Editorial
Diversity deficit
The ghettoisation of marginalised groups in PR lists keeps them from exercising real executive power.Ahead of the March 5 elections, the candidate lists for direct elections reflect a betrayal of the progressive spirit supposed to define Nepal’s post-Gen Z movement political landscape. Shying away from the movement’s demand for change, political parties have retreated into a familiar, hardened hegemony, continuing to sideline marginalised groups from the First-Past-The-Post (FPTP) electoral process.
The exclusion of the Dalit community, which constitutes 13.4 percent of the population, is particularly egregious. Across the 165 constituencies, the representation of Dalit candidates in direct elections is negligible: The Nepali Congress (NC) has fielded only one, the CPN-UML and the Nepali Communist Party (NCP) three each, and even the ‘alternative’ Rastriya Swatantra Party (RSP) just two. Parties continue to treat marginalised communities as vote banks while denying them the backing necessary to contest direct elections. They have also blatantly ignored the Election Commission’s directive to ensure that a third of FPTP candidates are women. Forget the Congress, which has nominated a paltry 6.67 percent and the UML, which has picked an abysmal 4.85 percent women candidates; even the newfangled RSP has failed to reach 11 percent women candidates in direct elections.
Furthermore, the underrepresentation and lack of representation of indigenous groups, such as the Chepangs, highlights a systemic neglect of historically sidelined communities.
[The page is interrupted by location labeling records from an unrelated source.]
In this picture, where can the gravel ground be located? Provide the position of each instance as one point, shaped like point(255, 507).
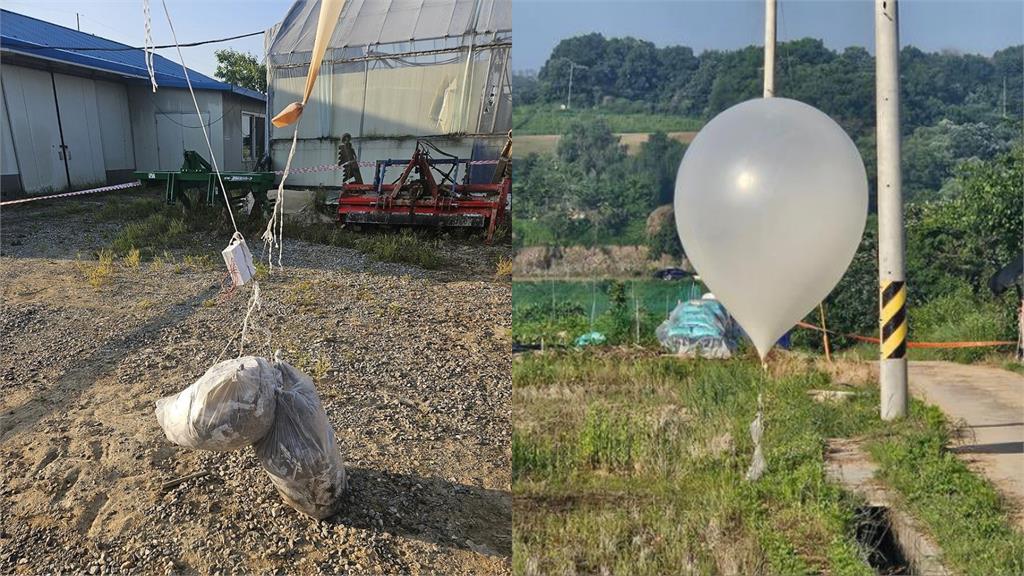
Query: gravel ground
point(413, 368)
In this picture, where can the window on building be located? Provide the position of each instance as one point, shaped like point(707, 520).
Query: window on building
point(253, 136)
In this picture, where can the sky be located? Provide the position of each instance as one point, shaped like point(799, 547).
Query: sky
point(194, 19)
point(966, 26)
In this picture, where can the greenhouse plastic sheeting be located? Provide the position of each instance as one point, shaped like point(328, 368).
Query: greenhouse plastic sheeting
point(372, 22)
point(699, 328)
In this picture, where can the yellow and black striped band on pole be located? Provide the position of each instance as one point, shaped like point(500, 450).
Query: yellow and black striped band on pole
point(893, 318)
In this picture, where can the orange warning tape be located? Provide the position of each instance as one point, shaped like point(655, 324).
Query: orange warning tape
point(914, 344)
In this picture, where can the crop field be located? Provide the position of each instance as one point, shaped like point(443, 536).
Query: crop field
point(655, 296)
point(625, 462)
point(550, 120)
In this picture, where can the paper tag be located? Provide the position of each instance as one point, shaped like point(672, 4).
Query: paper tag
point(239, 260)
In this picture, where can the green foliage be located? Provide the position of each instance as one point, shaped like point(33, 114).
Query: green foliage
point(972, 235)
point(622, 117)
point(634, 465)
point(591, 147)
point(953, 247)
point(592, 193)
point(962, 316)
point(406, 247)
point(666, 241)
point(674, 80)
point(560, 312)
point(241, 69)
point(963, 511)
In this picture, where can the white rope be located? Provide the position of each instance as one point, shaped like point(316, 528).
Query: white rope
point(255, 302)
point(147, 45)
point(275, 238)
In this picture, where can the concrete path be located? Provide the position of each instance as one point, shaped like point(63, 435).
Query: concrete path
point(990, 402)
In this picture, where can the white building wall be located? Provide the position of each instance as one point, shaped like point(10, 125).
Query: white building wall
point(109, 129)
point(115, 128)
point(172, 110)
point(9, 177)
point(81, 131)
point(35, 131)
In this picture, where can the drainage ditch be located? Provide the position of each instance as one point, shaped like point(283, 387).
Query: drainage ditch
point(879, 540)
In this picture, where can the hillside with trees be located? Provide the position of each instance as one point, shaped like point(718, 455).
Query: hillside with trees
point(956, 108)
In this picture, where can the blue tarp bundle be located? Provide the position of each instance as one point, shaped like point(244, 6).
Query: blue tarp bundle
point(590, 339)
point(699, 328)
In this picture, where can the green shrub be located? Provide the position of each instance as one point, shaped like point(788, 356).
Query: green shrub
point(962, 316)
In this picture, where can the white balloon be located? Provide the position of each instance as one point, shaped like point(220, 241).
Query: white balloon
point(771, 199)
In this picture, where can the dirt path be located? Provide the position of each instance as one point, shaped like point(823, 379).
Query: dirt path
point(990, 403)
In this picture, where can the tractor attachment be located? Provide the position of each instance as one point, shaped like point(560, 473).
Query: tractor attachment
point(428, 192)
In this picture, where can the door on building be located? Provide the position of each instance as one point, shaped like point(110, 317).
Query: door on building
point(253, 138)
point(80, 129)
point(35, 129)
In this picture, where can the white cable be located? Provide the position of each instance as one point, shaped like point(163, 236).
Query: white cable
point(271, 238)
point(254, 300)
point(206, 136)
point(147, 45)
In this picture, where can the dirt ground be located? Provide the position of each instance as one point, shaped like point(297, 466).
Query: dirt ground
point(413, 368)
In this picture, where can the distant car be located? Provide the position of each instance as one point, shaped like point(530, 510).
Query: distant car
point(673, 274)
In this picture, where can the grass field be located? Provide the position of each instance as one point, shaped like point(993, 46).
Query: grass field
point(557, 312)
point(539, 119)
point(629, 463)
point(655, 296)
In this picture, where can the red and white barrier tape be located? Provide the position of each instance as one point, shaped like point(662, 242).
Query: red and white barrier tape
point(909, 344)
point(77, 193)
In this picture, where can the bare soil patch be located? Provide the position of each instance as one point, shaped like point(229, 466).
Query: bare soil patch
point(413, 368)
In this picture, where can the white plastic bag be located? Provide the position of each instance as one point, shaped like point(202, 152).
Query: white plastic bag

The 84,000-strong Chepang community remains nearly invisible in the national political discourse, despite constitutional guarantees of equality. In constituencies like Chitwan-1, candidates from marginalised communities carry the heavy burden of ‘lived struggles’—memories of state suppression and structural poverty—into an arena where they lack any significant organisational support. The parties, meanwhile, have rendered the Proportional Representation (PR) system a quota for women and marginalised groups, while the direct electoral arena remains a sanctuary for male elites. This ghettoisation of marginalised groups in PR lists blocks them from exercising real executive power and engaging in direct electoral competition.
Parties must understand that it is no longer enough to pay lip service to Article 42 of the Constitution—which guarantees that socially backward women, Dalits, indigenous groups, minorities and marginalised communities have the right to participate in state bodies—while maintaining internal structures hostile to diversity. The financial burden associated with contesting direct elections has become a prohibitive barrier which reinforces social hierarchy. It is a Herculean task for the candidates from marginalised backgrounds to compete against the money and power mobilised by traditional party structures. The economic exclusion ensures that only the wealthy and well-connected can reach policy-making levels. Without a genuine commitment to reform and proper organisational backing for candidates from marginalised communities, the voices of such communities will remain unheard.
If the parties—both the old forces and the new ones—wish to remain relevant to a generation that has shown its willingness to revolt against political malpractices, they must move away from cheap populist propaganda and toward genuine structural changes. They need to internalise the spirit of inclusion not as a legal obligation that can be circumvented, but as a moral imperative for national progress. A functioning democracy requires a House that mirrors the faces of its people, not a closed club that perpetuates the very inequalities it claims to fight. Voters from the marginalised groups should closely scrutinise the parties’ promises and manifestos and refuse to be swayed by those who only seek their votes while denying them adequate political representation.